Metta is a popular form of Buddhist meditation that cultivates loving-kindness. It is an attitude of friendliness that recognizes the best in others with empathy and compassion. It is an expression of love that is without expectations. When you view your child with metta, you aspire to imagine his highest potential, unbounded by limits or restraints. With metta, your love for him is unconditional, and you wish the best for him. A positive and helpful approach to your child’s development involves being mindful that your actions and words are truly about him, his dreams, and his potential.
Your mental image of your child can become a self-fulfilling prophecy. Your beliefs precede your actions, which in turn reinforce his beliefs and actions. If you think that your child is smart and capable, then you most likely expect him to be intelligent, and do all you can to nourish his mental development, thus making it more likely that he does become a bright, capable child.

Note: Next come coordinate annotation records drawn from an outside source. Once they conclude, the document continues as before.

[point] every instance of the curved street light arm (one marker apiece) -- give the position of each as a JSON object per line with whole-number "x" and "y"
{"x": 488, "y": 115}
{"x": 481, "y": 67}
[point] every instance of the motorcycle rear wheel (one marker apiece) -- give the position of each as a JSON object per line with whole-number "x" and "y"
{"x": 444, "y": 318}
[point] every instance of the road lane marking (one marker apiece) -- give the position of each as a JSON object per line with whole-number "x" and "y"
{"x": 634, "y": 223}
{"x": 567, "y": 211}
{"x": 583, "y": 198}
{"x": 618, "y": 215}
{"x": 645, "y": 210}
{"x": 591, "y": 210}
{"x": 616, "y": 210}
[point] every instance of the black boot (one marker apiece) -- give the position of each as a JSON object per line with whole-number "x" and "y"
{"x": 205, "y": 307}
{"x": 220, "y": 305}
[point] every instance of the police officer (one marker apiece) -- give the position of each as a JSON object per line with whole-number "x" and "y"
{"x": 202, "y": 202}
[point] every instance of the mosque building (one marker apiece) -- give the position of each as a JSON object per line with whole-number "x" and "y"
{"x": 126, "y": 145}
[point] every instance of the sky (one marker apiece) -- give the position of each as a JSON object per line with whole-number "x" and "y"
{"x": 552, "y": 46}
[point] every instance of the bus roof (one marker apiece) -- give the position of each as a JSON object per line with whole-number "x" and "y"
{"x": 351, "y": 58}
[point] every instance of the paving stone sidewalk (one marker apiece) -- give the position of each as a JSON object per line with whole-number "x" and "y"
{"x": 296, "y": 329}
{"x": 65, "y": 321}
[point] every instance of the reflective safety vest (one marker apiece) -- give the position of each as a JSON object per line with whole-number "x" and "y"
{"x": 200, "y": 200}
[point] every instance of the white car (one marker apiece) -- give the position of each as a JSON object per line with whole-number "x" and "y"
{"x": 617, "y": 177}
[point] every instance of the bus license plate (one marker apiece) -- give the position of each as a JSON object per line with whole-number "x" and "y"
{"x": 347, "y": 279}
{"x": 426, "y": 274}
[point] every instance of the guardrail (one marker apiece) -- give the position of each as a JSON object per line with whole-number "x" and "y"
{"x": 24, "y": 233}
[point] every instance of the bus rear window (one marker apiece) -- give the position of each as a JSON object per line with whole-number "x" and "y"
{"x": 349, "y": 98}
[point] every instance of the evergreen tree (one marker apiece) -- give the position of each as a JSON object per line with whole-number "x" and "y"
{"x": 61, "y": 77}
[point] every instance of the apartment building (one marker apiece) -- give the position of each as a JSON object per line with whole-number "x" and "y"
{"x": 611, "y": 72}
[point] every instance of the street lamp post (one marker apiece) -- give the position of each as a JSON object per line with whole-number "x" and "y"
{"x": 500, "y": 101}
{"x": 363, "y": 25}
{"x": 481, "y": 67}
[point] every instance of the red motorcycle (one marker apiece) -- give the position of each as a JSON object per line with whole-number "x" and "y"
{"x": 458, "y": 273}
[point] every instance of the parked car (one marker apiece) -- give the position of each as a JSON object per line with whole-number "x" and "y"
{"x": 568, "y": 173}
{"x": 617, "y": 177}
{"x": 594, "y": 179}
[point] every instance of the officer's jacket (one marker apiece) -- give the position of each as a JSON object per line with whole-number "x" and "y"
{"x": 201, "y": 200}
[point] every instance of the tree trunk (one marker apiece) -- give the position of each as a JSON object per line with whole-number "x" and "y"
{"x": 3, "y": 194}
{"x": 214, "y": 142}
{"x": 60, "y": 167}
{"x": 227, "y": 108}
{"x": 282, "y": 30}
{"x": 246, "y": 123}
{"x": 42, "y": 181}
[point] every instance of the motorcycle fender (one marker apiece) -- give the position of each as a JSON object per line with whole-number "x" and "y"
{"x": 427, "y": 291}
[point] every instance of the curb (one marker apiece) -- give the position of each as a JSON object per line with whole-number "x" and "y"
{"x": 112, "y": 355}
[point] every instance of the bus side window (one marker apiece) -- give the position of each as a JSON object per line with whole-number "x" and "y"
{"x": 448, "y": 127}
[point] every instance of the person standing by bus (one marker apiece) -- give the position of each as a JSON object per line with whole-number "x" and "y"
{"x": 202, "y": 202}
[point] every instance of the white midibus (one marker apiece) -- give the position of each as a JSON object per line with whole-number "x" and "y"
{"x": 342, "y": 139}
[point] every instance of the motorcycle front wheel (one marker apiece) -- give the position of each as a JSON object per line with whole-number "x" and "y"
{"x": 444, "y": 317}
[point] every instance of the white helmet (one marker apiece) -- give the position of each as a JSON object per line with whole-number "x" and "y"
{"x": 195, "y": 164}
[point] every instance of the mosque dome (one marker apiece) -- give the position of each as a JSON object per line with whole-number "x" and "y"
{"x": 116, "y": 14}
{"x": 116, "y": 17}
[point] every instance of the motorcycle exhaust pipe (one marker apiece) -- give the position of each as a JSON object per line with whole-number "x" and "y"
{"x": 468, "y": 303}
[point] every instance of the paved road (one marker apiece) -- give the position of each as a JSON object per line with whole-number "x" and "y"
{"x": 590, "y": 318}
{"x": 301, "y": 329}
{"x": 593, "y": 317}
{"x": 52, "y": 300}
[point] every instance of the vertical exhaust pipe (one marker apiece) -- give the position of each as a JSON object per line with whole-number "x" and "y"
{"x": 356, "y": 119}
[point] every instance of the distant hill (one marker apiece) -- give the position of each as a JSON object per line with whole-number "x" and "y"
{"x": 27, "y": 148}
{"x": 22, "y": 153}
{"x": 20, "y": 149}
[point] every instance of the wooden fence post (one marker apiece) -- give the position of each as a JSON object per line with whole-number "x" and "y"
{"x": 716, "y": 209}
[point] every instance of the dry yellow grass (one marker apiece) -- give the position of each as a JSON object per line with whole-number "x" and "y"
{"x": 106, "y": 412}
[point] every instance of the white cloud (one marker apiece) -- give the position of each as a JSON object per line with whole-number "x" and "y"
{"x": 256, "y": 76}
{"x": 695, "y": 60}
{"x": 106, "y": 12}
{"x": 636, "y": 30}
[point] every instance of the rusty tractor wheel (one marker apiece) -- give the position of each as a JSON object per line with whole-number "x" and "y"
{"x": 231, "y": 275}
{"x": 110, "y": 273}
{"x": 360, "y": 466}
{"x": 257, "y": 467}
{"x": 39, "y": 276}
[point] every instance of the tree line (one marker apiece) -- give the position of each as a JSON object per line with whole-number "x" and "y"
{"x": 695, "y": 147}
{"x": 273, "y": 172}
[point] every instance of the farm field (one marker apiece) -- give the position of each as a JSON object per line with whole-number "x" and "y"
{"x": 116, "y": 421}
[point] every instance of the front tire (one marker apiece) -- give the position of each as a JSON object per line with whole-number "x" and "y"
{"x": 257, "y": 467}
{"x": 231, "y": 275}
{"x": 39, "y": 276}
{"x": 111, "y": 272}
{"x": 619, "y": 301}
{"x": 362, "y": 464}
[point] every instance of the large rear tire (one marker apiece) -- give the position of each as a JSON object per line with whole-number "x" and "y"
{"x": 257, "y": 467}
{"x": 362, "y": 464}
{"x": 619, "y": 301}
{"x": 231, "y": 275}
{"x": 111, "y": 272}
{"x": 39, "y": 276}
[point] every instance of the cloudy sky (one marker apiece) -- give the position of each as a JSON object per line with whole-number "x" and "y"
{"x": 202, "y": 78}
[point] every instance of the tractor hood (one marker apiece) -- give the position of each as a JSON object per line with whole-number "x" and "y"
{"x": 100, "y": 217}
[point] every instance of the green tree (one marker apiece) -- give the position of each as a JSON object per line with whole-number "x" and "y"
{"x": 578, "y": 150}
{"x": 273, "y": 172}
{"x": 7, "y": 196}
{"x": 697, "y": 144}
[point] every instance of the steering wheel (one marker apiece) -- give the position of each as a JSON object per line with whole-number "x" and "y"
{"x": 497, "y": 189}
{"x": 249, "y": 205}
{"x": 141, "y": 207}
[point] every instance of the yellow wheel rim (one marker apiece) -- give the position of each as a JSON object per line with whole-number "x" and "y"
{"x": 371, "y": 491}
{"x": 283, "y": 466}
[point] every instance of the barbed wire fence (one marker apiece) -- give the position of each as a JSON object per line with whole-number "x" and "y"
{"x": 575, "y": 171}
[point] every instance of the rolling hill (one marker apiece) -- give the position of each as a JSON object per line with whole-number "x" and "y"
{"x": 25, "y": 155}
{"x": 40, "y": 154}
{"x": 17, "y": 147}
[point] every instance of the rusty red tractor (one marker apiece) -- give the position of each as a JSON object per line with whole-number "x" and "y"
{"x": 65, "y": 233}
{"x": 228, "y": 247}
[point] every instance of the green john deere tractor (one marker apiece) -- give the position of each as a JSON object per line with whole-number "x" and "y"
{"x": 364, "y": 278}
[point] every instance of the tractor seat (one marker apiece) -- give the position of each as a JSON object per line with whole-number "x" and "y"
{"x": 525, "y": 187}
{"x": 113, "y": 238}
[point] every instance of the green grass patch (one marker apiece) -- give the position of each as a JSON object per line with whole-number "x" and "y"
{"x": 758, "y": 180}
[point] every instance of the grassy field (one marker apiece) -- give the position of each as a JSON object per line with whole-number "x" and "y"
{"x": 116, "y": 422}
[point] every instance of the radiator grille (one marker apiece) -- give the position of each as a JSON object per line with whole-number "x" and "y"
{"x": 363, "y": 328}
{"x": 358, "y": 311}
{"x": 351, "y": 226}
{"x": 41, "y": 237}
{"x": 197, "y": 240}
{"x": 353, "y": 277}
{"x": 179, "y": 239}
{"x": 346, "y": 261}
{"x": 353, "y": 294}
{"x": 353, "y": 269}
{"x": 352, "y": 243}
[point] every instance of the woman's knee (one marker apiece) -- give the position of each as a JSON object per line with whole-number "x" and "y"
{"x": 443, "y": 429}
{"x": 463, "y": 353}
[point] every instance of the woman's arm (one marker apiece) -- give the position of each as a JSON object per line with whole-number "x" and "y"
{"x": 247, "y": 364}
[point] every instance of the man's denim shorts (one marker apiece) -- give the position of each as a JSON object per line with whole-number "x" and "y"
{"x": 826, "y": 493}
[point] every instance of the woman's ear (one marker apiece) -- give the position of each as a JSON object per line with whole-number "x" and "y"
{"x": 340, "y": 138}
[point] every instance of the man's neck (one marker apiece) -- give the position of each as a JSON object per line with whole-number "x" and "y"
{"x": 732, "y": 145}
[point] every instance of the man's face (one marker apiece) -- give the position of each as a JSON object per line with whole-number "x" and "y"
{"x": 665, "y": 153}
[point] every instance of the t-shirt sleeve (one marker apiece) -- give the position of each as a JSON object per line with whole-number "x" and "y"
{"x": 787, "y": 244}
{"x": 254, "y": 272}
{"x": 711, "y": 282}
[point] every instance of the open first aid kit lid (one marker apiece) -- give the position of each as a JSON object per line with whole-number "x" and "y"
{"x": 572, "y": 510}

On the other hand, a negative image of your child can create negative expectations for him. Thoughts and words are very powerful, and they affect not only how you feel about him, but also how he feels about himself.
Children see themselves through the reflection of their parents’ eyes. The beliefs that your child develops about himself depend a lot on the feedback that he receives and perceives, especially from parents and other primary caregivers.
These messages are a mirror to him because he trusts you and believes what you believe about him. He absorbs your feedback—positive, negative, or neutral—and it helps form his self-image.
Actions speak louder than words, but words still matter, and they should be chosen with awareness. When it comes to reacting positively to your child, Austrian psychiatrist Alfred Adler, MD found that encouragement is a healthier approach than praise. He drew this distinction in the early 20th century, and subsequent studies have supported his conclusions.
According to Adler’s theory, the language of praise is judgmental and focuses on a result, while the language of encouragement is inspirational and focuses on a process. Here is an example of praise: “I am proud of you for winning the game.” Here is an example of encouragement: “You played hard, and your efforts paid off.” Praise can cause children to become motivated by approval alone, thus inhibiting their internal motivation. Encouragement, on the other hand, recognizes the child’s own choices and efforts, and thus builds self-evaluation and internal motivation.
When you connect your baby’s actions to internal satisfaction instead of tangible rewards, such as stickers, toys, or candy, he develops confidence and learns to associate himself with who he is instead of what he does. Be honest and sincere as you focus on encouraging his process and behavior, rather than merely praising his achievements. Avoid comparing him to other children, either by using him as an example of the better one or by using someone else as an example.
A positive approach also involves recognizing your child for exactly who he is and letting him know that you see him. When you recognize him, you acknowledge that you know him, including his current fears, pleasures, and interests.
When you show that you recognize your child, he feels that he is understood, that he is okay, and that the world is right and good. By remaining as positive as possible, you help your child feel loved, valued, worthy, and confident. Your encouraging words and actions provide the path to his belief in himself.